The brand opened its first exclusive showroom in King's Corner, Ballard Estate Mumbai in 1958.

In 1967, the company launched Trovine, a first-of-its-kind fabric tailored to be cool and comfortable for Indian summers.

A new manufacturing facility was established in Jalgaon in 1979 in order to meet the increasing demand for worsted woolen fabrics.

In 1990, the brand inaugurated its first overseas showroom in Oman.

In the late 90's, the brand spread its business in various sectors, launching KamaSutra, Raymond Aviation, Parx, and denim manufacturing.

Mr. Gautam Singhania was appointed Chairman and Managing Director in 2000. The company acquired ColorPlus in 2002.

In 2013, Raymond opened its outlet in Karachi, Pakistan, becoming the first Indian brand to branch out into the neighboring country's retail market.

In 2015, Raymond Ltd. became the first textile company to produce in Super 250s and innovative fabrics in the world.

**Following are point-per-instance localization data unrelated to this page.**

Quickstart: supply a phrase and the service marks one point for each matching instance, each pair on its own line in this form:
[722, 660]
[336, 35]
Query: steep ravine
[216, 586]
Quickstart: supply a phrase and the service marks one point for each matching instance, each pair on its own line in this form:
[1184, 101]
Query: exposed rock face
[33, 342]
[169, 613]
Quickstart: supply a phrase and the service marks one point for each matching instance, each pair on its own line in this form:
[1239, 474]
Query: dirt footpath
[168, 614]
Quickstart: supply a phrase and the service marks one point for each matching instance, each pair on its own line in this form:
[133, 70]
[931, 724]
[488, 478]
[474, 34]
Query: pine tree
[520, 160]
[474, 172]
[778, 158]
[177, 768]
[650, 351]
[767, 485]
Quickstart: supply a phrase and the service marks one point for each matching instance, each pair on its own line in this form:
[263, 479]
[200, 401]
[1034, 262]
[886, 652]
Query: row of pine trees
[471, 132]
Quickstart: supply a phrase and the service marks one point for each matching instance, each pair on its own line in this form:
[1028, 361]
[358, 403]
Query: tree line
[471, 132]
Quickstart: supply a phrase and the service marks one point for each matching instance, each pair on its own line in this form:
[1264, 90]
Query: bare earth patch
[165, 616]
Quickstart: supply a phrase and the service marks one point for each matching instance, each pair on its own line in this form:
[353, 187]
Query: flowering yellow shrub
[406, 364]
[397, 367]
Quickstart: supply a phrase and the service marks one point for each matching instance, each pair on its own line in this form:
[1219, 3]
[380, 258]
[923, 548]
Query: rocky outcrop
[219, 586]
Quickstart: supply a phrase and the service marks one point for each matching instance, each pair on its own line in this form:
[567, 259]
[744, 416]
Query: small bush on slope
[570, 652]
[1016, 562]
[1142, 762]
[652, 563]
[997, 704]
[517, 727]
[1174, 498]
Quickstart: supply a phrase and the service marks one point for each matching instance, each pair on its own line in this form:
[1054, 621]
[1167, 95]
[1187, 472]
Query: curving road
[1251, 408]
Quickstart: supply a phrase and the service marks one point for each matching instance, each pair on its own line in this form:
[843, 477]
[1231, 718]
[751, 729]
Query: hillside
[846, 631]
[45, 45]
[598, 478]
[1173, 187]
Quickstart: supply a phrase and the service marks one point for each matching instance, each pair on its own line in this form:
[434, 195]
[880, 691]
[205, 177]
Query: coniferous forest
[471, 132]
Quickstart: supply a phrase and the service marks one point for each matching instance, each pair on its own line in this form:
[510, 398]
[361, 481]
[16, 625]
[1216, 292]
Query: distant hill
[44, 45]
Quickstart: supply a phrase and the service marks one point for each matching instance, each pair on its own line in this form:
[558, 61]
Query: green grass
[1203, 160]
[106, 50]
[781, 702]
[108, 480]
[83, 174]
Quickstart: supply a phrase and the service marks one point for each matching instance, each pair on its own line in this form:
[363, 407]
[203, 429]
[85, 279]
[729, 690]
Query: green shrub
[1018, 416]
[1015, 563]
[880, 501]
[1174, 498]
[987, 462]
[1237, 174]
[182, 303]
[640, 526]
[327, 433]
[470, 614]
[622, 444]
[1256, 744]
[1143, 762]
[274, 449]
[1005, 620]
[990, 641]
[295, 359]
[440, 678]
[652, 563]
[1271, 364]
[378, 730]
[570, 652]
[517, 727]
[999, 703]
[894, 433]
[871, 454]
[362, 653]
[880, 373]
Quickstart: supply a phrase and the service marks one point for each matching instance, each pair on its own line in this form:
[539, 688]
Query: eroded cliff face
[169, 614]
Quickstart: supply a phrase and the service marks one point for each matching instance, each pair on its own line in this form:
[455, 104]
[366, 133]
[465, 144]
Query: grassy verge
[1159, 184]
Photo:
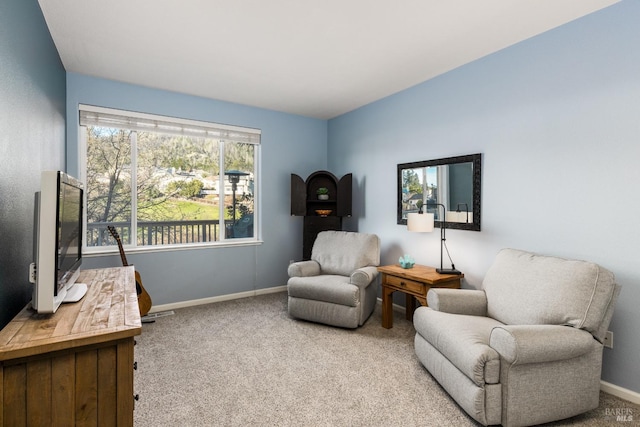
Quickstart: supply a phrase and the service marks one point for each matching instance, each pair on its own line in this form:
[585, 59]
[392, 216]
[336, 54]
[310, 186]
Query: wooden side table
[415, 282]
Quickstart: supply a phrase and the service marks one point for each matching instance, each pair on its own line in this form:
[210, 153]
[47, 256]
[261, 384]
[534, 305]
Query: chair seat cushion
[328, 288]
[463, 340]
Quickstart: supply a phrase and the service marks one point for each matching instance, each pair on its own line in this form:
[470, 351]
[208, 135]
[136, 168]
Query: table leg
[387, 308]
[410, 307]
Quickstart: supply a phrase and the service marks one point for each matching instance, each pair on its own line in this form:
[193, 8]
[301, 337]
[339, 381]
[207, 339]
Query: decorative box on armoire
[320, 215]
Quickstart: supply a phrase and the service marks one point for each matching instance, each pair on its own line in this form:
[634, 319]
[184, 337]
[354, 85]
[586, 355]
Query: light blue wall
[290, 144]
[557, 119]
[32, 123]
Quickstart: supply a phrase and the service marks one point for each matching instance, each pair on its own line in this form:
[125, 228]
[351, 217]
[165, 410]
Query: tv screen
[58, 241]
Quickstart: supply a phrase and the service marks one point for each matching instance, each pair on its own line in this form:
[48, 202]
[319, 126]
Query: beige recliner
[337, 286]
[527, 348]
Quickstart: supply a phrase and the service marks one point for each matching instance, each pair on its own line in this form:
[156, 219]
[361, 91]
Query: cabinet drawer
[406, 285]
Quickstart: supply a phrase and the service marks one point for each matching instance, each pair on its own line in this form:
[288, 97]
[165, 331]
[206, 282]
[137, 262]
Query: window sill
[110, 250]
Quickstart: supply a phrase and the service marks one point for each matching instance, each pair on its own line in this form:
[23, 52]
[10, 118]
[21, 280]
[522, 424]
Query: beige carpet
[246, 363]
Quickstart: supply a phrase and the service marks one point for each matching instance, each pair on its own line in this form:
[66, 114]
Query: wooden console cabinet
[74, 367]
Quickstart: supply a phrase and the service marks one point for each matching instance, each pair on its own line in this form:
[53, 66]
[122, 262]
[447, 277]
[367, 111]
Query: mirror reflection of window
[453, 182]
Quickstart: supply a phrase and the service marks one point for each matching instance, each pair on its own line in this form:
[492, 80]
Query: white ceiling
[314, 58]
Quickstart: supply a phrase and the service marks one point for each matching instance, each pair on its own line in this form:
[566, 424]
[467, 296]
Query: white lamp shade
[420, 222]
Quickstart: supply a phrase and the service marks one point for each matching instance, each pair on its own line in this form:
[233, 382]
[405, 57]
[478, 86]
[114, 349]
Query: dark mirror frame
[476, 159]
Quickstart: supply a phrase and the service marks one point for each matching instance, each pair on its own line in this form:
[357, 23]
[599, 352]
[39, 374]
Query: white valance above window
[105, 117]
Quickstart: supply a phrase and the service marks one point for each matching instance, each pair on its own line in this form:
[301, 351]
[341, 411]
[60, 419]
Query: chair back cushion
[528, 289]
[342, 252]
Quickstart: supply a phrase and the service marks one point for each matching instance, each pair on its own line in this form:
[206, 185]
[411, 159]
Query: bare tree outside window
[181, 196]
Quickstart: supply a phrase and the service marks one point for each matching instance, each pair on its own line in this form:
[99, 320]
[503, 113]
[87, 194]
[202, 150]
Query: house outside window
[167, 182]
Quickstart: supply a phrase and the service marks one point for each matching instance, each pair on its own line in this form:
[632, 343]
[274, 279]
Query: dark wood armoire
[305, 203]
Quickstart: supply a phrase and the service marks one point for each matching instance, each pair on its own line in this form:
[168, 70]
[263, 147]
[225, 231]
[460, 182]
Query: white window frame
[158, 123]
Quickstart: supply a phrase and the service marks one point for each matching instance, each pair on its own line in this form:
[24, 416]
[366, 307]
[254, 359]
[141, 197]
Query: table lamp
[423, 223]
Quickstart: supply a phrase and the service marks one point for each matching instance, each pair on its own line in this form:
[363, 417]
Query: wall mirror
[453, 182]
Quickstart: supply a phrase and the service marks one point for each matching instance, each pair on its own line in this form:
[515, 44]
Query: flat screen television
[58, 228]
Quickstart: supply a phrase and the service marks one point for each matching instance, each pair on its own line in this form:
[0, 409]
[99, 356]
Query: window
[162, 181]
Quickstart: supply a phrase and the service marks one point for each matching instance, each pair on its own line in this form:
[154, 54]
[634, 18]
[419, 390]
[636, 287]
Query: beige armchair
[337, 286]
[527, 348]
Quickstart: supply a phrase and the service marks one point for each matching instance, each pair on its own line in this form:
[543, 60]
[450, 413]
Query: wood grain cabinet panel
[74, 367]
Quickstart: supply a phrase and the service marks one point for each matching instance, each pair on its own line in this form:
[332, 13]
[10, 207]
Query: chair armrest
[522, 344]
[303, 269]
[458, 301]
[363, 276]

As of 2018, the brand has crossed the landmark of 900 stores across 500+ towns and cities in India, making this the fastest ever retail expansion by any brand.

== Expansion ==
In 2019, Raymond announced its venture into real estate business under Raymond Realty. The new venture is poised to start with an investment of ₹250 crore (approx. $36 million) in developing mid-income and premium housing units on 20 acres of land in the growing suburb of Thane. Raymond group holds over 125 acres of land in this region.

In 2023, Raymond acquired Maini Precision Products Limited (MPPL) and established a aerospace and defence subsidiary. The arm was then diversified to operate in Precision Technology & Auto Components as well as and Aerospace & Defence.

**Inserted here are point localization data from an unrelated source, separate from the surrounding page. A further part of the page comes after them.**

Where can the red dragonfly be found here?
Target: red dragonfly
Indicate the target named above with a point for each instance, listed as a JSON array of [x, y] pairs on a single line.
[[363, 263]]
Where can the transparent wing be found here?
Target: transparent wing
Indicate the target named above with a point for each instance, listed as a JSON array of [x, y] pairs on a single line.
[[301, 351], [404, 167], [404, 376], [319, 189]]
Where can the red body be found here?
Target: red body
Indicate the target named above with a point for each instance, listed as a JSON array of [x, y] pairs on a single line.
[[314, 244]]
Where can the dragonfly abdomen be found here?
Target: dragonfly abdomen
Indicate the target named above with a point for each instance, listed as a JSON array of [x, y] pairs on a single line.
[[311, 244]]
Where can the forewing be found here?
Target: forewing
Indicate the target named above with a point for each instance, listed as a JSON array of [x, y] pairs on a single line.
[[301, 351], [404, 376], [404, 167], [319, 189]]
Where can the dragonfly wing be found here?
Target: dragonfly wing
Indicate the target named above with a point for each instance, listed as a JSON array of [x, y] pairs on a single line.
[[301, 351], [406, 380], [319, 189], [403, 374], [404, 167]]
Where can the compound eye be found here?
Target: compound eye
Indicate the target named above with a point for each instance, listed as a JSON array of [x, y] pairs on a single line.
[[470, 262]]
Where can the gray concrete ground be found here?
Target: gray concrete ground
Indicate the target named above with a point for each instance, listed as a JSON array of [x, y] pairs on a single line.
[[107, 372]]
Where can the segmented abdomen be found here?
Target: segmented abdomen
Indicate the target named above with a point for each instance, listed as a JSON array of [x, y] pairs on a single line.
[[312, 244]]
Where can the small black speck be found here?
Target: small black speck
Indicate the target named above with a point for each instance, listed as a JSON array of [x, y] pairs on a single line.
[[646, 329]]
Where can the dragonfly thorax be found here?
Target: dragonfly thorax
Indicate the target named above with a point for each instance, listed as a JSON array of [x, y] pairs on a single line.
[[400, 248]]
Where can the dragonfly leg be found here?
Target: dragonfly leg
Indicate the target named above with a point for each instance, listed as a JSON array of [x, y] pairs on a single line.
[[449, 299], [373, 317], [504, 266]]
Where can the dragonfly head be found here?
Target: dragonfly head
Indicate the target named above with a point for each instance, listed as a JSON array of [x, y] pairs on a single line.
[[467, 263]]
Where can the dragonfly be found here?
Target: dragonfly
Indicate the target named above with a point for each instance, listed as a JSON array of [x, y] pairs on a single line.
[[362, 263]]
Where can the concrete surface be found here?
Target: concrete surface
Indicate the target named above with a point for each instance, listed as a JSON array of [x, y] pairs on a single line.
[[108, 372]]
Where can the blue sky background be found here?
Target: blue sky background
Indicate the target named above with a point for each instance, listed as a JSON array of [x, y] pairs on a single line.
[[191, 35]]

On 1 September 2026, the aerospace arm of Raymond received an annual contract, worth a business potential of around ₹33 crore, from an Indian defence major. The company is expected to deliver over 300 part types, across precision-machined, cast and structural components for multiple aircraft applications, and quantities of over 37,000 components. The production under the contract with commence in phases through 2026 and 2027.